Mehl, a member of an online loin pain hematuria syndrome support group, knows many people have no options.
"It’s pain meds, it’s hospitalizations — it’s a very hopeless and very lonely journey," she said.
Prasad’s next step is to get funding from national agencies and philanthropists so a Canada-wide study involving 80 patients can be done to prove the procedure does not produce a placebo effect.
"Once we get that and it’s in the literature, then it becomes mainstream treatment and once it becomes mainstream treatment, administrators will find it easier to approve the procedure and get it done locally," Prasad said.

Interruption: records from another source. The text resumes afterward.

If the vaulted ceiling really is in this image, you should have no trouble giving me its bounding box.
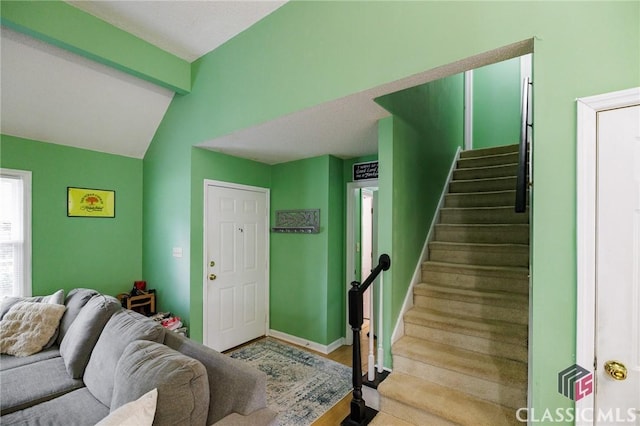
[0,1,285,158]
[0,0,519,164]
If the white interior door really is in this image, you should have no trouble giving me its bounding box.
[204,182,269,351]
[360,188,373,319]
[594,106,640,426]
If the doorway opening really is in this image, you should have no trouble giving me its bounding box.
[345,179,378,345]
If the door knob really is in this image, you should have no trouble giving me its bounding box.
[604,361,627,380]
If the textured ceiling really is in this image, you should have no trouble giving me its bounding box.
[67,0,285,62]
[0,0,284,158]
[0,0,530,164]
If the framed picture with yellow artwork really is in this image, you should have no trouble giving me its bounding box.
[67,186,116,218]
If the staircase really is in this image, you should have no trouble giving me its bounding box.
[371,145,529,426]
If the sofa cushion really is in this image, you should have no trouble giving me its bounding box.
[83,309,164,406]
[2,388,109,426]
[57,288,100,345]
[0,290,64,349]
[0,290,64,319]
[0,346,60,371]
[96,388,158,426]
[0,357,84,414]
[164,333,268,424]
[60,294,122,379]
[0,302,66,357]
[111,341,209,426]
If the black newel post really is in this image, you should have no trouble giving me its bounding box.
[341,254,391,426]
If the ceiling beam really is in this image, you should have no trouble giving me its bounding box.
[0,0,191,94]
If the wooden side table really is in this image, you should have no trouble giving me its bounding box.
[116,290,156,315]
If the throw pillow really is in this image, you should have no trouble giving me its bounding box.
[60,294,122,379]
[0,289,64,349]
[0,302,66,356]
[96,389,158,426]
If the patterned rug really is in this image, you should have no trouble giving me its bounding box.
[229,337,352,426]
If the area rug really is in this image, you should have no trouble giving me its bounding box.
[229,338,352,426]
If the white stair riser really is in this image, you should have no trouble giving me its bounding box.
[393,355,527,409]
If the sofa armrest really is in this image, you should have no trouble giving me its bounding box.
[214,408,278,426]
[164,333,267,425]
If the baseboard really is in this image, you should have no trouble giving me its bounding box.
[391,147,462,345]
[269,330,344,355]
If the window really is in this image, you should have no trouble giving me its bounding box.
[0,169,31,298]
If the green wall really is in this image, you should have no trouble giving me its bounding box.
[270,155,345,345]
[376,74,464,366]
[473,58,522,148]
[144,1,640,420]
[189,148,271,341]
[0,135,142,296]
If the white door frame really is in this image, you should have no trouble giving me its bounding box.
[576,87,640,426]
[202,179,271,346]
[344,179,378,345]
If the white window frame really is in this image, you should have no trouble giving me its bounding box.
[0,168,31,296]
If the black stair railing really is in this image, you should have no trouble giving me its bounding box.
[341,254,391,426]
[515,77,533,213]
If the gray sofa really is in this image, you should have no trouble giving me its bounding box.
[0,289,276,426]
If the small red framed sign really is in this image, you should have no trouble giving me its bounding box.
[67,186,116,218]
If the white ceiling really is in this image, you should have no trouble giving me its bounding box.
[0,27,173,158]
[0,0,285,158]
[0,0,527,164]
[67,0,286,62]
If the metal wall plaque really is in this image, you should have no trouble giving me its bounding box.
[271,209,320,234]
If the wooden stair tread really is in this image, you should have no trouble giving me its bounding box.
[422,260,529,278]
[379,373,519,426]
[393,336,527,387]
[413,283,529,307]
[404,307,529,346]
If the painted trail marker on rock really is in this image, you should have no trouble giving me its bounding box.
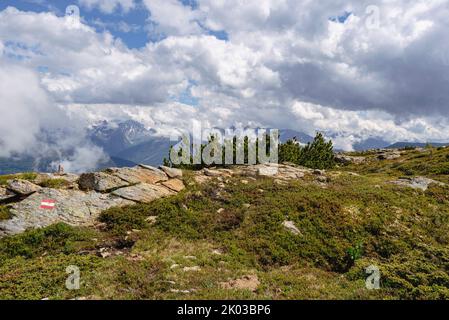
[40,199,56,210]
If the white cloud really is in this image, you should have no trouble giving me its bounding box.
[0,58,106,171]
[0,0,449,156]
[78,0,136,14]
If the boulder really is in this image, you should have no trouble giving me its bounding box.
[112,183,174,203]
[257,165,279,177]
[220,275,260,292]
[7,179,41,196]
[0,188,134,237]
[162,179,185,192]
[0,187,17,203]
[78,172,130,192]
[106,166,168,184]
[335,154,366,164]
[377,151,401,160]
[159,166,182,179]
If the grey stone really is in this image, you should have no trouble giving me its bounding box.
[335,154,366,164]
[162,179,185,192]
[0,188,134,237]
[0,187,17,203]
[112,183,175,203]
[282,221,301,235]
[78,172,129,192]
[7,179,41,196]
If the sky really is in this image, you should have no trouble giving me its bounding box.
[0,0,449,169]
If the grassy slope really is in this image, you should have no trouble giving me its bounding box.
[0,149,449,299]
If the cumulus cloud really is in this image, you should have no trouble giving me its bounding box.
[78,0,136,14]
[0,58,107,172]
[0,0,449,154]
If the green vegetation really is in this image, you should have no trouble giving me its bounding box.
[39,179,70,189]
[0,149,449,299]
[279,133,335,169]
[0,205,12,221]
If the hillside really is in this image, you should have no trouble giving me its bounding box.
[0,148,449,299]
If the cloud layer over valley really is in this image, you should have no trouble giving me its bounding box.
[0,0,449,170]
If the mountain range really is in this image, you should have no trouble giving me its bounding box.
[0,120,449,174]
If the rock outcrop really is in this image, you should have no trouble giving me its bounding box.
[8,179,40,196]
[392,177,445,191]
[0,165,185,237]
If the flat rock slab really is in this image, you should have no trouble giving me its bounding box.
[106,166,168,184]
[392,177,445,191]
[112,183,175,203]
[162,179,185,192]
[7,179,41,196]
[78,172,129,192]
[0,188,134,237]
[159,166,182,178]
[282,221,301,236]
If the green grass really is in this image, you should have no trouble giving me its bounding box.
[0,149,449,299]
[39,179,70,189]
[0,205,12,221]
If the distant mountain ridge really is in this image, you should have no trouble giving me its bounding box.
[387,142,449,149]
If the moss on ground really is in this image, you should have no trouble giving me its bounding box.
[0,205,12,221]
[0,149,449,299]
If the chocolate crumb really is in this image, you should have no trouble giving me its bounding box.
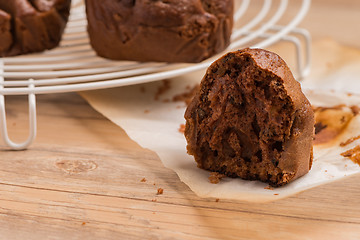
[264,185,274,190]
[350,105,360,116]
[340,135,360,147]
[154,80,171,101]
[340,145,360,165]
[315,122,327,134]
[172,84,200,106]
[179,123,185,133]
[209,172,226,184]
[156,188,164,195]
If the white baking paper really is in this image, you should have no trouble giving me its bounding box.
[81,41,360,202]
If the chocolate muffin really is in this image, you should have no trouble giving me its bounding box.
[0,0,71,57]
[85,0,233,62]
[185,48,314,186]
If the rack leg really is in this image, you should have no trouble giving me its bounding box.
[0,79,36,150]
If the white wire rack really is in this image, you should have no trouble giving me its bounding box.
[0,0,311,150]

He estimates the study’s cost at about $1 million.
Mehl acknowledges the procedure hasn’t allowed her to resume the life she used to have, but it has opened doors.
"It’s giving me an opportunity to travel," she said. "It’s giving me an opportunity to do things with my husband and see my family and be able to do my dishes. These might sound like small things, but they are indescribable when you’re going through this.
"I always say Dr. Prasad needs a cape. He really is a super hero for us because he’s giving us hope and without hope there is nothing."